The corrections obviously came directly from the Dutch ambassador's boss, Foreign Minister Uri Rosenthal, known for his pro-Israeli policies. The member of the conservative People's Party for Freedom and Democracy (VVD) is himself Jewish, though not religious, and is married to an Israeli woman.
Netherlands Steps Away From EU Position
He instructed his diplomats in Geneva to strike a number of formulations from the statement, among them numerous references to a "two-state solution" -- that is, the foundation of a Palestinian state alongside Israel. The foreign minister also didn't want any mention of Israel's arrests of peacefully demonstrating human rights activists or their destruction of homes in the West Bank and East Jerusalem that forced the affected Palestinians to resettle elsewhere.
And this despite the fact that a report for the UN Human Rights Council confirms that the Israeli government has increased orders for the destruction of homes since the beginning of the year. According to the report, some 387 buildings have been destroyed since January, among them 140 residential buildings, turning out 755 Palestinians. Furthermore, more Palestinians have been displaced in the first half of 2011 than all of last year, the report adds.

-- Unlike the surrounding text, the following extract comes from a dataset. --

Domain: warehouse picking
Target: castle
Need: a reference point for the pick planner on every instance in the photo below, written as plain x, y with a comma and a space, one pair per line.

The changes from The Hague were not well-received by the other European diplomats. Though some had been prepared to negotiate individual questions such as the Israeli arrests of demonstrators, the refusal to acknowledge a need for a two-state solution -- already a key European position for years -- went too far.
Most of those present at the meeting protested, at the same time expressing wonderment that some member countries agreed to the Netherlands' last-minute wishes. Germany, Italy and the Czech Republic all declared they were ready to accept the demands, in order to enable a unified European position. Meanwhile Sweden, Austria, Romania and Slovenia declared this was unacceptable. Thus just before the start of the council meeting, the EU representative leading the crisis meeting could do nothing but declare the debate had failed. '
End of quote. So in the end there was no joint-EU-position at all. Rosenthal spoiled the - rare - opportunity that Europe could have spoken with one voice. But much more worrisome is that Holland seems to have a minister of Foreign Affairs who does not want to speak out out against human rights violations in the occupied Palestinain territories like house demolitions, or arrests of people who peacefully protest such violations, and who apparently also has some trouble to accept a declaration that voices support for a two-state solution (Which by the way is strange, because this is since years an official position of the Dutch government. Could it have been the wording? Were maybe references made to East-Jerusalem? Has anybody seen the text of the draft?)
As Der Spiegel mentions, one reason for the behavior of the Dutch minister could be that he is known for his his pro-Israel feelings. It's also true that he is married to an Israeli wife.What Der Spielgel fails to mention, however, is that the liberal Rosenthal also rearranged the priorities of Dutch foreign policy somewhat. He moved 'action in favour of human rights' from the forefront it traditionally used to occupy in Dutch foreign policy, to a third place after international stability and Dutch national interests - (see de Volkskrant 15.12.10, Dutch)
What is also missing from the Spiegel-report is that Rosenthal is minister in a coalition (christian democrats and liberals) which could only master a majority in parliament because of the active support it obtained from the parliamentary faction of the islamophobe-and-friend-of-the-extreme-right-in-Israel, Geert Wilders. Wilders' support was probably the main reason that this coalition, in the Declaration of Policy which it issued at the moment it took office, in the paragraph that described foreign policy mentioned only one country by name. That was Israel. The paragraph in question said that the Netherlands intended to ínvest more in the ties with this country. Which is, as it seems, exactly what Rosenthal is doing. To the detriment of human rights.
PS The leader of the left liberal D66 party, Alexander Pechtold, has asked parliamentary questions about Rosenthal's behavior. It will be interesting to see what the minister is going to answer.